I waited until Chas backed up a step, and then I stood up, hitting my head squarely on the metal frame beneath my new sleeping spot. And as I rubbed my scalp I thought Chas was
probably just waiting for Farrow to leave so he could reassign me to the floor.
“You need to wear a scrum cap when you go to bed, too, Winger?” Scrum caps are things that some players wear to protect their heads in rugby. But wings don’t wear them, and all they really are good for is keeping your ears from getting torn off, so second-row guys like Chas had to wear them. In fact, I clearly saw one on top of his kit bag when he came in and I felt like—really felt like—giving him a clever comeback so Farrow could see the new, eleventh-grade version of me, but I couldn’t think of anything witty because my head hurt so bad.
I fucking hated Chas Becker.
There were chairs at each of the desks in the room, but I knew better than to pull one out, because Chas would just say that was his too. And as I fumbled with climbing up onto the top bunk, wondering how I was ever going to get in and out of bed if I needed to pee in the middle of the night, already mentally rigging the Ryan Dean West Emergency Gatorade Bottle Nighttime Urinal I would have to invent, Farrow slipped backward out the door and pulled it shut behind him.
So it was me and Chas.
Pure joy.
Bonding time.
And I couldn’t help but wonder how much blood could actually be contained by the 160-pound sack of skin I walked around in.
Well, to be honest, it’s 142.
Yeah . . . I am a skinny-ass loser.
And I’d had a talk with my very best friend, Annie, just that morning when we showed up at school. Annie Altman was at Pine Mountain because she chose to enroll at the school. Go figure.

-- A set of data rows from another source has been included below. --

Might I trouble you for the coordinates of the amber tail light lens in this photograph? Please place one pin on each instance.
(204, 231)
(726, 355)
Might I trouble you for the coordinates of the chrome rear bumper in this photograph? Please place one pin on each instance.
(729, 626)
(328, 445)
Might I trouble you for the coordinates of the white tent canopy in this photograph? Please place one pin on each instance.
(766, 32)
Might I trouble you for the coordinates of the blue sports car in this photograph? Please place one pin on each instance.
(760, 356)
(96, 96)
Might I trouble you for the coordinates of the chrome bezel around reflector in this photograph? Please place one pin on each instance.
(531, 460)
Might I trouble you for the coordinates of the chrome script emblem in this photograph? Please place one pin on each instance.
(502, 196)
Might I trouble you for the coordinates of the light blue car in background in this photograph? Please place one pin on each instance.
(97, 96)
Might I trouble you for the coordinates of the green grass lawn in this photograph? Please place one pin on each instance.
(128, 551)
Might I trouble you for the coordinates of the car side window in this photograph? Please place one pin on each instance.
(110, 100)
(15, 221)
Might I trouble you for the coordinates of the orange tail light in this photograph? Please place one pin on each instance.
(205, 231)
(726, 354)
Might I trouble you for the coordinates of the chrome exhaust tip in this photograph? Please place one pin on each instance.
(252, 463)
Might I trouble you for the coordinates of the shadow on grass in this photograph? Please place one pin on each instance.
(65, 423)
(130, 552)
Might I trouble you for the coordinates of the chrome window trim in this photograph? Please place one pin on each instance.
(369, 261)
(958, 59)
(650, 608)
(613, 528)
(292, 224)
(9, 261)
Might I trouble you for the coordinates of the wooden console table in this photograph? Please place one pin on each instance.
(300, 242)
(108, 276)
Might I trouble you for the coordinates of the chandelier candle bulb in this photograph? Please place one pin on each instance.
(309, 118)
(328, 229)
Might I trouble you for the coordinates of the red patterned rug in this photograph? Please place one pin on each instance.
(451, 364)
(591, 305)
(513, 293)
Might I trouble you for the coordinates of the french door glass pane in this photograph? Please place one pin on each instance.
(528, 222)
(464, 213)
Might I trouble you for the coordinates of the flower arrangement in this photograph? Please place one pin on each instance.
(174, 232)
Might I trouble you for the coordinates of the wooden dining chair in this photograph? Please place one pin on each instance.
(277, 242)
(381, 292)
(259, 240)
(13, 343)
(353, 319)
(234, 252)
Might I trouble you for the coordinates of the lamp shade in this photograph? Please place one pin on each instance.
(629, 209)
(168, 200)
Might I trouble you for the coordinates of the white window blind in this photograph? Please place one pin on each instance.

Annie Altman was going into eleventh grade too, which meant she was two full years older than me, so, most people would think there couldn’t possibly be anything between us beyond a noticeable degree of friendship, even if I did think she was smoking hot in an alluring and mature, “naughty babysitter” kind of way. I was convinced, though, that as far as Annie was concerned, I was more or less a substitute for a favored pet while she had to be here at PM, probably a red-eared turtle or something. At least she usually got to go home on weekends and see the pets she really loved.